遥か昔のような、遥か未来のような、そんな不思議な時間の挟まれた現在のようなお話。
「名前?」
「はい。名前です」
「教えてもらっても、いいですか?」
「僕の名前は『 』だけど」
「 」
「うん。『 』って言うんだ」
少年の名前が聞こえない。それは私が忘れてしまったから。(こんな風に私はいろんな大切な思い出をいつか、きっと全部忘れていってしまうんだ)
私の中から『少年』が消えてしまったからだ。
「私の名前は海と言います」
「うみ?」
「はい」
少年はにっこりと微笑んだ。
「うみさん、か……。うん。とても素敵な名前だね」
少年の笑顔が私の瞳の中に入ってくる。
私の心を幸せで満たしてくれる。
いつも私はここで夢から覚める。
夢から覚めた私はなにも覚えていない。それがわかっているから、私はいつも泣いているのだ。

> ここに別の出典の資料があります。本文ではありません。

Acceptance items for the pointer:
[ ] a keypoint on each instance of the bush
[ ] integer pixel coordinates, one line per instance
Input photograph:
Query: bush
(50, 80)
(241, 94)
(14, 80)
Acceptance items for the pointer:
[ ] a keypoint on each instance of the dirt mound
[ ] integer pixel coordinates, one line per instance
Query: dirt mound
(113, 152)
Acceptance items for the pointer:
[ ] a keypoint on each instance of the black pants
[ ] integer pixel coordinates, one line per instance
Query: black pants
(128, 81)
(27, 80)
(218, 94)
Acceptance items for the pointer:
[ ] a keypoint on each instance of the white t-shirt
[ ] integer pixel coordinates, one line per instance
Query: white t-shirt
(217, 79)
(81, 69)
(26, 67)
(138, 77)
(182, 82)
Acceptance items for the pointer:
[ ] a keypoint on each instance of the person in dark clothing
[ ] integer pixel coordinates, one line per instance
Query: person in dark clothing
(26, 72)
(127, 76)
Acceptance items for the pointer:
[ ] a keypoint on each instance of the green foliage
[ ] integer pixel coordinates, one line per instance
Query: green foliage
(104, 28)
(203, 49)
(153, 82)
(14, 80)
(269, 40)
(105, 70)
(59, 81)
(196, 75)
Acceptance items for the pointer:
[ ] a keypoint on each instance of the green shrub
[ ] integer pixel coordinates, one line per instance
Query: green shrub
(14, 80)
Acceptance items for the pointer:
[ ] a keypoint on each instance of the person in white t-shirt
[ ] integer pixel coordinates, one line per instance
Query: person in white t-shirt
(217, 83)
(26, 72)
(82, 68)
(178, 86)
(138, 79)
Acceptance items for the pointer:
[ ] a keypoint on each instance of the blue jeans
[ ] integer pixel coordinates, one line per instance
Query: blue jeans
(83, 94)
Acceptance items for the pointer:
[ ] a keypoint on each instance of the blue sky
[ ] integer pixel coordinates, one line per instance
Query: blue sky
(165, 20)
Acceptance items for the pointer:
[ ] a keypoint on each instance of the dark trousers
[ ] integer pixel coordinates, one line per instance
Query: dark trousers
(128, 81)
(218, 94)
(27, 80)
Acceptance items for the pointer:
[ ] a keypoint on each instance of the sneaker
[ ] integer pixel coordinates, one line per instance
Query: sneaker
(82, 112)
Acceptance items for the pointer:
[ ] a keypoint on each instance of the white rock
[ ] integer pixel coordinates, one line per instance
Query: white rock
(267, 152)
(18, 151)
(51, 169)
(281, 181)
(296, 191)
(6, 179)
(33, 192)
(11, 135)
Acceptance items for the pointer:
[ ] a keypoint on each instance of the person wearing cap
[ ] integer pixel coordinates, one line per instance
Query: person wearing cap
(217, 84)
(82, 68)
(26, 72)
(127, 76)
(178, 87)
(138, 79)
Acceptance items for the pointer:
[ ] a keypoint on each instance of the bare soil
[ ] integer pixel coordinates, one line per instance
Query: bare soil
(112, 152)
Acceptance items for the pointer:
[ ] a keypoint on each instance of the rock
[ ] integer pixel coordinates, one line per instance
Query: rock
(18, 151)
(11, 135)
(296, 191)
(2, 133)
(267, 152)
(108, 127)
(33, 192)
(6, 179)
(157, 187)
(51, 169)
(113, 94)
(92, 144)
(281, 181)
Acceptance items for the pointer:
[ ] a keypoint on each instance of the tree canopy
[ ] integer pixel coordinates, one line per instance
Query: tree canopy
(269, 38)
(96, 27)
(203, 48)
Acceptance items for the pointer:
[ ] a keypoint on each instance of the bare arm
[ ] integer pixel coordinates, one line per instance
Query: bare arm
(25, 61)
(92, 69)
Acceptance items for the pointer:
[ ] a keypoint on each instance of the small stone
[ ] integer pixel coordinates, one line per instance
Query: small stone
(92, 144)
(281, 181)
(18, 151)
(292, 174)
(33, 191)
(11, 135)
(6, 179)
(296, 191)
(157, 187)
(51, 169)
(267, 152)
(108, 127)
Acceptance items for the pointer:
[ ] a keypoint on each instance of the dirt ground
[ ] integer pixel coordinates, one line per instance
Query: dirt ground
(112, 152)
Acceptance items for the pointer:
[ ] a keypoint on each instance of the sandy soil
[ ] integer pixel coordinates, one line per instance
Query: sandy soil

目を覚ますと部屋の中は真っ暗だった。……今度は早く起きすぎたみたいだ。(もう少し、幸せな夢を見ていたかった)
見ていた夢を絶対に忘れたくない。
その思いは残っている。
でも海の見ていた淡い夢は、やっぱり彼女の目覚めとともに消えてしまった。……海の目から一粒の涙が溢れた。